Do you do that? Or are you still trying to find satisfaction in the world? Do you love the world more than you love Jesus? John R. W. Stott reminds us of Romans 8:28, observing that “God is the supreme object of the believer’s love as well as faith, and it is to those who love God that the assurance is given that ‘in all things God works for their good.’ ”[1]


8 Seeing God’s salvation with the eye of faith will further encourage the godly, to whom the Lord has promised his protection and blessing. The godly will witness the righteousness, justice, and fidelity of the Lord as well as the punishment of the wicked (see Reflections, p. 271, The Perfections of Yahweh). No power in heaven or on earth is greater than that of Yahweh, the Divine Warrior (see Reflections, p. 733, Yahweh Is the Divine Warrior)![2]

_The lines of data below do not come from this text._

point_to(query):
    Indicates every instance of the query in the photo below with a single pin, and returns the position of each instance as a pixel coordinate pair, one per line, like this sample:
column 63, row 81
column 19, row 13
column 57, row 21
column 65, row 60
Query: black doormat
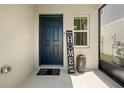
column 49, row 72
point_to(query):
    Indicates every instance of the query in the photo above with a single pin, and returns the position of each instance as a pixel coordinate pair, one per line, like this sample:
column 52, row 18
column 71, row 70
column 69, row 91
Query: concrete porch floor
column 90, row 79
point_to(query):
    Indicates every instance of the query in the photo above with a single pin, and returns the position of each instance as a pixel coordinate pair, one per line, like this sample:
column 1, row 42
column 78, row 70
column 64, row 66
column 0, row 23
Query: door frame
column 62, row 40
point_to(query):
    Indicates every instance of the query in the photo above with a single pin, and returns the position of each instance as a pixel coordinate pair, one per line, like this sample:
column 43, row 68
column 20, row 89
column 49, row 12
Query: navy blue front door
column 50, row 40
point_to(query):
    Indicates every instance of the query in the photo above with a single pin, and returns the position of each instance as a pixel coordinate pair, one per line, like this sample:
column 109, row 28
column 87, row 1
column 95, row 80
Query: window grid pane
column 80, row 38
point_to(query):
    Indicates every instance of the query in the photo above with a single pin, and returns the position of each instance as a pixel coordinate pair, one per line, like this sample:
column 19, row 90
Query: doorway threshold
column 51, row 66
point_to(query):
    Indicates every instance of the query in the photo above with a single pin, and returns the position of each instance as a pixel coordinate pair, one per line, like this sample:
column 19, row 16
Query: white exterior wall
column 16, row 43
column 68, row 12
column 112, row 20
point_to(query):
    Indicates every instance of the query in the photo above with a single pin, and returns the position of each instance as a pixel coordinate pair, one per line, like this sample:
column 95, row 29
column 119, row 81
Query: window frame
column 88, row 31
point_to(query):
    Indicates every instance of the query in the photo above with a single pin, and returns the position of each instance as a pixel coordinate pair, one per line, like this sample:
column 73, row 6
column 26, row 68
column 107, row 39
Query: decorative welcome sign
column 70, row 51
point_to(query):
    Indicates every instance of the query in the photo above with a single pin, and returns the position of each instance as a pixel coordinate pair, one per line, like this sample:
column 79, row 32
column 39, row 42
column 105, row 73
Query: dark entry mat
column 49, row 72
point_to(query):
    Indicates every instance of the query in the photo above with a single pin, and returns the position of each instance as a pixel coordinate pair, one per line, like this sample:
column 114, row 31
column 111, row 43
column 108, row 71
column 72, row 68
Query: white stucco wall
column 112, row 20
column 16, row 43
column 68, row 12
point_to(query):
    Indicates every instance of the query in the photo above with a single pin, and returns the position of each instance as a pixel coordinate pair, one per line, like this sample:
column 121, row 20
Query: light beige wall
column 16, row 43
column 68, row 12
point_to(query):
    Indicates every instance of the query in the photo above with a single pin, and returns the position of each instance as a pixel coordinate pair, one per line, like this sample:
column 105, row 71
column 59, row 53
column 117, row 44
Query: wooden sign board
column 70, row 51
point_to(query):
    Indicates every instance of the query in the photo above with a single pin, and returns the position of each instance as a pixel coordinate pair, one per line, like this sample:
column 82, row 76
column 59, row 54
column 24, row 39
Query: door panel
column 51, row 40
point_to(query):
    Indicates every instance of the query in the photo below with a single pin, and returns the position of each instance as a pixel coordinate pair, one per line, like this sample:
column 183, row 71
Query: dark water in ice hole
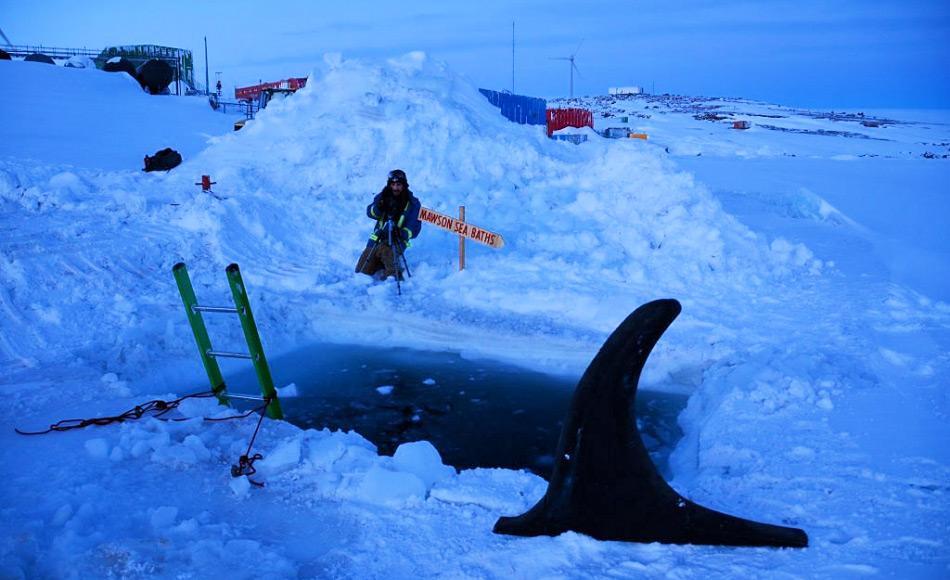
column 477, row 413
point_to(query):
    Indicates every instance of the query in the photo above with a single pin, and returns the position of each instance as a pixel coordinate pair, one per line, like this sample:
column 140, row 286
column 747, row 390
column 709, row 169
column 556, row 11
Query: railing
column 51, row 51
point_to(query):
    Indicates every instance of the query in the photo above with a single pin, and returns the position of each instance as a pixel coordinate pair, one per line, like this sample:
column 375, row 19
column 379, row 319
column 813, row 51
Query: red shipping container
column 561, row 118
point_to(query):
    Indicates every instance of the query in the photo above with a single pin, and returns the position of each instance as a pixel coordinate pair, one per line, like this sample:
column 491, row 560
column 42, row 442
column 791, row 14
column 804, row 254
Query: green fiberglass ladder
column 242, row 308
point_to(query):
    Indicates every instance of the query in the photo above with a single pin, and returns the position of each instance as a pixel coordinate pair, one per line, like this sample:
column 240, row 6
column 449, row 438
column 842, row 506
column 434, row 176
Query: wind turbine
column 573, row 66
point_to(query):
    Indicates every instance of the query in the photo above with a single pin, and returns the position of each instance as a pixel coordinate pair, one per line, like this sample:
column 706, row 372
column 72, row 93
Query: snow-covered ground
column 812, row 267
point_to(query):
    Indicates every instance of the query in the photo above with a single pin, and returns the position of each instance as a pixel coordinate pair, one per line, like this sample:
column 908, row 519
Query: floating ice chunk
column 392, row 488
column 324, row 452
column 97, row 448
column 422, row 459
column 285, row 456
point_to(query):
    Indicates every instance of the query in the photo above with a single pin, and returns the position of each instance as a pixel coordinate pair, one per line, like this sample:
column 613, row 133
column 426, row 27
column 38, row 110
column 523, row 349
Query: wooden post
column 461, row 240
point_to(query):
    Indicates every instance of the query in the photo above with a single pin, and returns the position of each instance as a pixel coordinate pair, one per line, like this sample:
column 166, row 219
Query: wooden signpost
column 462, row 229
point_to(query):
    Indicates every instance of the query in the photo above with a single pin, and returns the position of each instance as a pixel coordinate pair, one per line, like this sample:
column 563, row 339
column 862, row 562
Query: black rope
column 245, row 464
column 157, row 408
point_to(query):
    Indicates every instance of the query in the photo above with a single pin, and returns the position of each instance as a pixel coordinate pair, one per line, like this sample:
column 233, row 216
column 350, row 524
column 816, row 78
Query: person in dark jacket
column 396, row 211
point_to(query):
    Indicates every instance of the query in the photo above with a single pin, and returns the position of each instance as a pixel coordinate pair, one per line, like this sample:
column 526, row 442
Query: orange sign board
column 464, row 229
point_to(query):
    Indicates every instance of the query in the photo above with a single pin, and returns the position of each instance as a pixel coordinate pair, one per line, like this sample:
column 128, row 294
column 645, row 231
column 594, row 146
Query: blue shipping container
column 518, row 108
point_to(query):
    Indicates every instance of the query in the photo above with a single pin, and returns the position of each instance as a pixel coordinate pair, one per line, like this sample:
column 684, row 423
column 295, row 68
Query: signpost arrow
column 460, row 227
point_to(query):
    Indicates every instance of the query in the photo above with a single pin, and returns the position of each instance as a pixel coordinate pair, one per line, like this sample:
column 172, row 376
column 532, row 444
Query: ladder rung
column 228, row 309
column 220, row 354
column 245, row 397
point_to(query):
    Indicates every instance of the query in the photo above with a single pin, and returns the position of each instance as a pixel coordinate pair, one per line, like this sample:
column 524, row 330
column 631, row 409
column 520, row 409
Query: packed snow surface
column 813, row 342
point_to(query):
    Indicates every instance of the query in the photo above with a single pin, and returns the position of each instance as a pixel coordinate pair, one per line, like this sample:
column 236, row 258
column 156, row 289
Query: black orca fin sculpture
column 604, row 483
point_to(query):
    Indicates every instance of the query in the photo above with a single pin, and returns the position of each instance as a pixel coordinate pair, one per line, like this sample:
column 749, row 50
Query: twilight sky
column 810, row 53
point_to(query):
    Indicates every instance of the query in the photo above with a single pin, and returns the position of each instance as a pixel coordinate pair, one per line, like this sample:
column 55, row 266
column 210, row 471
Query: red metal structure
column 251, row 93
column 560, row 118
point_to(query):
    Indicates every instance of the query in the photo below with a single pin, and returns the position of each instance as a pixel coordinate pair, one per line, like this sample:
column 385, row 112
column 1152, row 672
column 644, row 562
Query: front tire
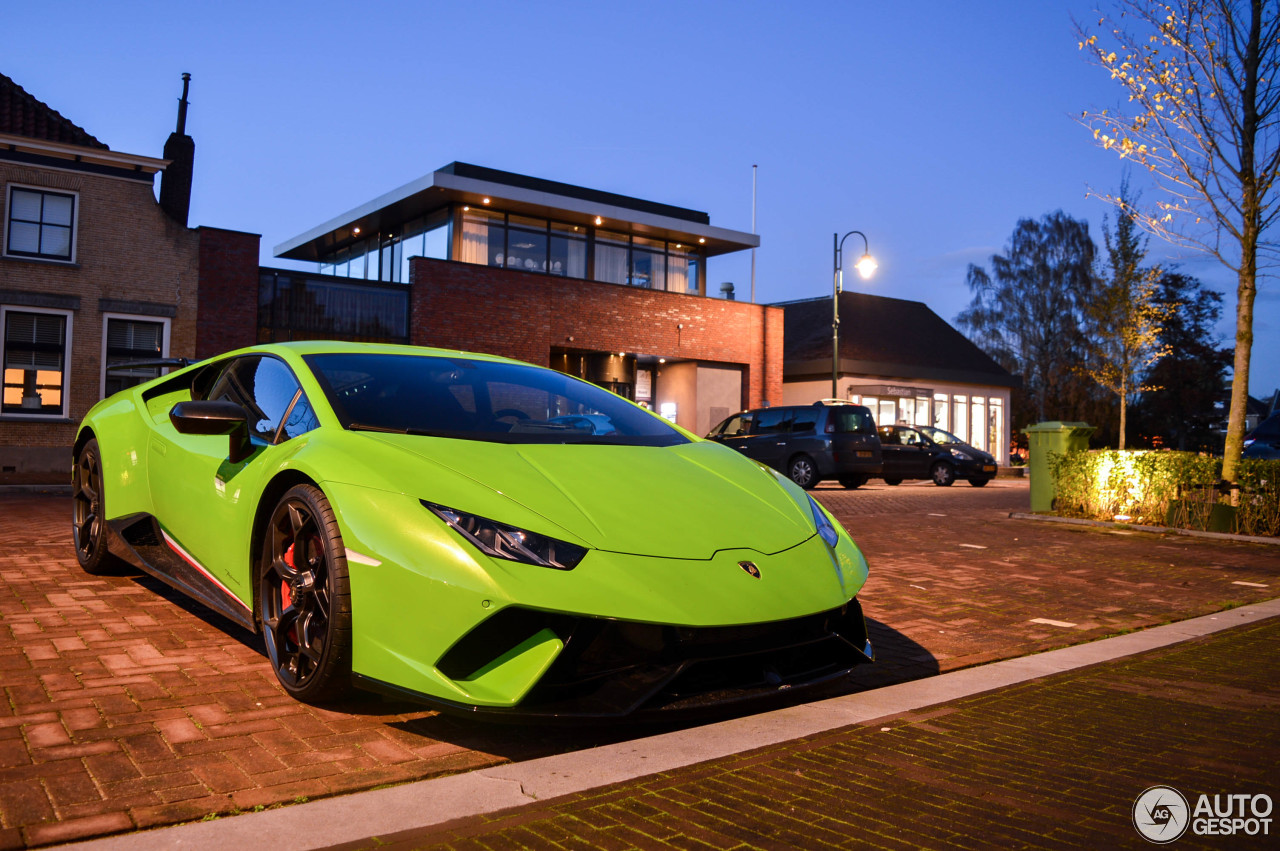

9–10 The invitation is more explicitly extended to all the godly. The psalmist’s personal experience serves as an encouragement to embrace the way of wisdom by making “the Most High,” i.e., the Lord, one’s “dwelling” (v. 9). He is the “dwelling” (cf. 90:1) of his people, under whose shelter they find “refuge.” The Lord does not guarantee that no evil will befall those who trust him (“make the Most High your dwelling”); but all who find “refuge” (cf. v. 2) in him will rest with the confidence that whatever happens on earth is with his knowledge. Nothing happens outside of his will, whether “harm” (lit., “evil,” v. 10) or “disaster” (lit., “disease” or “wound”; cf. 38:11; Lev 13; 14; Isa 53:8).[3]


91:7, 8 Safety even in the midst of massacre. Even where there is slaughter on a wholesale basis, the Beloved of the Lord is absolutely safe. When the wicked are punished, He will be a spectator only, free from the possibility of harm.

91:9, 10 Insurance against calamity. Because the Savior made the Most High His refuge and His dwelling place, no disaster would strike Him, no calamity would get near Him.[4]


[1] Boice, J. M. (2005). Psalms 42–106: An Expositional Commentary (pp. 746–752). Grand Rapids, MI: Baker Books.

[2] VanGemeren, W. A. (2008). Psalms. In T. Longman III & D. E. Garland (Eds.), The Expositor’s Bible Commentary: Psalms (Revised Edition) (Vol. 5, p. 698). Grand Rapids, MI: Zondervan.

[3] VanGemeren, W. A. (2008). Psalms. In T. Longman III & D. E. Garland (Eds.), The Expositor’s Bible Commentary: Psalms (Revised Edition) (Vol. 5, p. 699). Grand Rapids, MI: Zondervan.

[4] MacDonald, W. (1995). Believer’s Bible Commentary: Old and New Testaments. (A. Farstad, Ed.) (p. 690). Nashville: Thomas Nelson.